I Chased IShowSpeed Around Lagos and Realised I Don’t Know How to Control Myself
That morning, I wasn’t supposed to leave the house. I had plans to “rest”, which in Lagos terms means lying down and scrolling my phone till NEPA takes light. But once I opened Twitter, that plan died immediately.
“IShowSpeed is in Lagos.”
Not was.
Not coming.
Is.
From that moment, my brain stopped working properly. I had been streaming on Speed’s platform for almost a year, so I was beyond excited to hear this.
By 7:30am, my timeline was already blowing up. People were monitoring and tweeting his every move, someone said he had landed, another person said he was at Landmark, one guy tweeted that Speed just passed him on Third Mainland Bridge and everybody believed him, including me.
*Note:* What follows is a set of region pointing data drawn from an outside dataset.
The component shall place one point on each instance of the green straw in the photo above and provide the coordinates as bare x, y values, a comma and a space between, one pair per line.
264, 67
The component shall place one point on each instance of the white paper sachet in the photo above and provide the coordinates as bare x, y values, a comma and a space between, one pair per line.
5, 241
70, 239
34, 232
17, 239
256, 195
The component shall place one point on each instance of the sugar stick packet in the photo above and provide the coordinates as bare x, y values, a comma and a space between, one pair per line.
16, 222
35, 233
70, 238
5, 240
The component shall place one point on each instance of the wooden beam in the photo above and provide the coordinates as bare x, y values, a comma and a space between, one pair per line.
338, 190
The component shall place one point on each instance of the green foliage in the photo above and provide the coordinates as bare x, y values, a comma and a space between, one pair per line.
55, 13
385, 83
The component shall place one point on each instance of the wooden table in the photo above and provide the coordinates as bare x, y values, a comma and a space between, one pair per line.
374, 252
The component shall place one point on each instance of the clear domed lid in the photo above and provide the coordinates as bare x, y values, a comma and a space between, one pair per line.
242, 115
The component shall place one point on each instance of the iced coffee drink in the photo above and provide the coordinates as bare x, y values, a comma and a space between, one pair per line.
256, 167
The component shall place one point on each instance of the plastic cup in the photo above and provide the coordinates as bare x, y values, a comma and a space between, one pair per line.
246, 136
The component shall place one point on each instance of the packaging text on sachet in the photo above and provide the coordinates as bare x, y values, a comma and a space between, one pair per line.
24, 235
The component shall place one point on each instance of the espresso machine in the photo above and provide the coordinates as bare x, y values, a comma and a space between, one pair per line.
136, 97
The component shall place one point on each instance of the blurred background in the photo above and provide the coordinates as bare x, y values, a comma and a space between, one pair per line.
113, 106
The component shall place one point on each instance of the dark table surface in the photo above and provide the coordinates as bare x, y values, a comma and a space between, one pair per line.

I didn’t even bath well, I just wore my snickers, grabbed my phone, power bank, and left the house. I didn’t create any budget, I didn’t think, I just knew that I had to SEE Speed.
Outside, Lagos was already in full character.
Okada men shouting here and there, conductors dragging people, people were hawking food on the road like it was sachet water. I entered the first bus I saw going “towards where things are happening.”
As we moved, updates kept changing.
“Speed dey Surulere.”
“No, he just left Surulere.”
“Landmark now.”
“Eko Hotel.”
I was chasing tweets like clues in a treasure hunt.
At some point, I realised I had entered three different buses and one okada. Each time, I told myself, this one is the last, but as soon as a new update dropped, I moved again.
Before 10am, I had:
- Bought water twice
- Bought ₦2,000 Buns because I was suddenly hungry
- Entered 5 okada I didn’t plan for
- Paid “short distance” money that wasn’t short at all
Every spending felt small, so I did not care. ₦1,500 here. ₦2,000 there. “It’s just for today,” I kept telling myself.
When I finally got close to one of the locations, that was when I saw real madness.
There was crowd everywhere, phones were up and people were shouting “Speed! Speed!!” like he could hear individual voices. Some people were crying, jumping, it was pure chaos.
Then the cars came.
Black, tinted, cameras everywhere, and inside that chaos, I saw him, he was mounted on top the car, looking as real as day.
Before I could even process it, the car moved and that was it. People stood there panting, smiling, some angry, some satisfied. I was smiling like a fool.
Mission accomplished… or so I thought.
On my way home, reality started tapping me on the shoulder, or rather, slapping me on the face.
I checked my account balance and that was when my spirit left my body small.
All that movement, all that excitement, which now only exists on my phone and my mind, I had spent way more than I planned, on transport, food, random things I didn’t even remember buying. And the funny thing? I didn’t buy anything tangible.
Impulse spending is sneaky like that. You don’t wake up and say, “Today, I will waste money.”
It starts with excitement, FOMO.
“One more bus.”
“One more stop.”
“One more purchase.”
Before you know it, you’re home, tired, happy… and broke.
Speed came to Lagos, and left, Lagos remained Lagos. And I was left with a lesson I didn’t plan to learn that day.
Enjoy life, yes, but always draw a line for your money.
Because adrenaline will fade away, but your account balance will remember everything.